Он хотел еще бо́льшего сближения со мной, хотел быть равным мне, быть моим товарищем:
— Не правда ли, Линна? — обратился он внезапно к тете Линне, которая неподвижно сидела в тени, не вступая в разговор. Помнишь, как ты чуть сознание не потеряла из-за меня, когда я в тот раз рубанул?
— Ах, Кристен, что вспоминать, — ответила она, смущенно улыбнувшись. — Что вспоминать, давно ведь было…
Паук полз по невидимой паутине и приземлился на рукаве его белой рубашки, потом стрелой промчался по руке вниз на скатерть, далее к краю стола и скрылся в потемках. Я знал эту историю о несчастье, случившемся с ним в лесу, когда он рубанул себе по ноге. Но никогда только не думал, что эта история имела значение для их интимных отношений. Почему-то стало неприятно.

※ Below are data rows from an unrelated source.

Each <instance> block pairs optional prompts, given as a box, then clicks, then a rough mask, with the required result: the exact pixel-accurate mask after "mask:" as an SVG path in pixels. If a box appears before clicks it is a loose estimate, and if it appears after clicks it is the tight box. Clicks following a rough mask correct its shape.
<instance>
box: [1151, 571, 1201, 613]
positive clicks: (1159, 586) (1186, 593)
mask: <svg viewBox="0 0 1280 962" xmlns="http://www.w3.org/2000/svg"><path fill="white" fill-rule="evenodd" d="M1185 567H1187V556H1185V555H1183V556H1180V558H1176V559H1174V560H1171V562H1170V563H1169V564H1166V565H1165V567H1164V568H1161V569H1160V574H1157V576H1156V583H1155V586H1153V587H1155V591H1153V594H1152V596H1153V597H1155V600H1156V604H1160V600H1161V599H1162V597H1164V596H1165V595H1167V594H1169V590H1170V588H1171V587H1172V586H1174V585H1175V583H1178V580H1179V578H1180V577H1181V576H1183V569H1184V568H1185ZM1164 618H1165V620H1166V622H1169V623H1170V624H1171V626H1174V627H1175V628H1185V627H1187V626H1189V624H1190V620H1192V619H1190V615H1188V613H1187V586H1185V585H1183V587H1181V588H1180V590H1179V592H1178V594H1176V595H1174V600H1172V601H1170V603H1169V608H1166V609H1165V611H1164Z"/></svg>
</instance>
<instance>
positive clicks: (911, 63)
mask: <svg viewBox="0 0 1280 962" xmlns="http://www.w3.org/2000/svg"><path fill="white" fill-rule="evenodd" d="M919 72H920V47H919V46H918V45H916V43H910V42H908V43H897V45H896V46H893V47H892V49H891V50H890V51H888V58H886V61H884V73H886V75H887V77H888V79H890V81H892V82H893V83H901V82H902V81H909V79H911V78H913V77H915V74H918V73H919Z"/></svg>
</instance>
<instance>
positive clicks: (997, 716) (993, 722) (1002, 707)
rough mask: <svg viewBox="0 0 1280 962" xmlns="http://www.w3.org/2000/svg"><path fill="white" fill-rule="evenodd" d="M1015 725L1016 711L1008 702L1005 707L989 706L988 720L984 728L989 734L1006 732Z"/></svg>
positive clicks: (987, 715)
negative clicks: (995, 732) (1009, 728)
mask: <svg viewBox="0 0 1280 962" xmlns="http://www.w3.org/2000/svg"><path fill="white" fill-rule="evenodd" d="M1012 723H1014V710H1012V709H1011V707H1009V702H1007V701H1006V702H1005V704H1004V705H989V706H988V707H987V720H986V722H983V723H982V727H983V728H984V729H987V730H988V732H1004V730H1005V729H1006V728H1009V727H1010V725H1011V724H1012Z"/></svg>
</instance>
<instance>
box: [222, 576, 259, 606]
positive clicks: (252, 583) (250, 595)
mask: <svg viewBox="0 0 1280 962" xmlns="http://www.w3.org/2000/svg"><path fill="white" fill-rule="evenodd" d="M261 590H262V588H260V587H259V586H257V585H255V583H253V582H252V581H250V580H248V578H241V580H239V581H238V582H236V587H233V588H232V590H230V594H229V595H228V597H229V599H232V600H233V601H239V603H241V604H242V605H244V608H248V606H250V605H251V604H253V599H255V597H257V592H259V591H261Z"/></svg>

Они придвинулись ближе друг к другу:
— Ты так ухаживала за мной тогда, Линна.
— Я думала, что ты истечешь кровью.
— Ты не отходила от меня ни на шаг…
— Ах, брось ты!
Он придвинулся к ней вплотную, обнял, погладил по бедру. Она — грузная, испуганная, будто недовольная, но не сопротивляющаяся. Глаза скрыты тенями деревьев. Густые темные волосы, поднятые и заколотые на затылке, делали ее старше. Раньше она ходила с распущенными волосами.
— Ты не совсем понимаешь, что сделала тогда для меня, ты…
Он разгорячился как школьник, крепко ее держал, гладил, как бы слегка поддразнивая, но не по-дружески, не насмешливо или не только насмешливо, вверх и вниз по неподвижному бедру, надежно укрытому под платьем. Я сидел как на иголках и не спускал с них глаз, регистрировал каждое малейшее движение, каждую деталь, но ничего не заметил. Странно было не то, что они сидели так, и, не стесняясь, открыто обменивались нежностями, а то, что он сидел и гладил ее с таким выражением, точно молодой парень на первом свидании; он смеялся, он улыбался, но как-то неловко, вымученно, наигранно, хотя выглядело так, будто именно это ему нравилось; казалось, он хотел мне хитро подмигнуть и что-то сказать. А быть может, вообще все это представление разыграл именно для меня? Хотел продемонстрировать нашу общность, которой он всеми силами добивался, хотел показаться неопытным, хотел тем самым подчеркнуть, что еще не стар и мог равнять себя со мной, с подростком. Но она не реагировала на его поползновения, сидела и отдыхала, рассматривала его поведение, словно это не ее касалось, позволяла ему продолжать удалое ухаживание, принимала его, улыбалась даже, участвовала в игре, но частично…
Она проявляла к нему материнское терпение. Она была старой, но она была и молодой, и этот флирт потому казался мне постыдным и нестерпимым, потому что не соответствовал их поведению, разговорам, всей теперешней жизни в Фагерлюнде. Его рука на ее бедре смотрелась неестественно и неприлично, точно также, как смотрелась бы и моя рука; он был такой сильный, такой крепкий, не по возрасту молодой, тогда как она сидела красивая, грузная, грустная, в согласии со своим возрастом, но и в противоречии с ним. Ничто не связывало их вместе. Когда он так ласкался, искал вроде бы примирения, положив руку на ее бедро, выглядело это непристойно, почти кощунственно.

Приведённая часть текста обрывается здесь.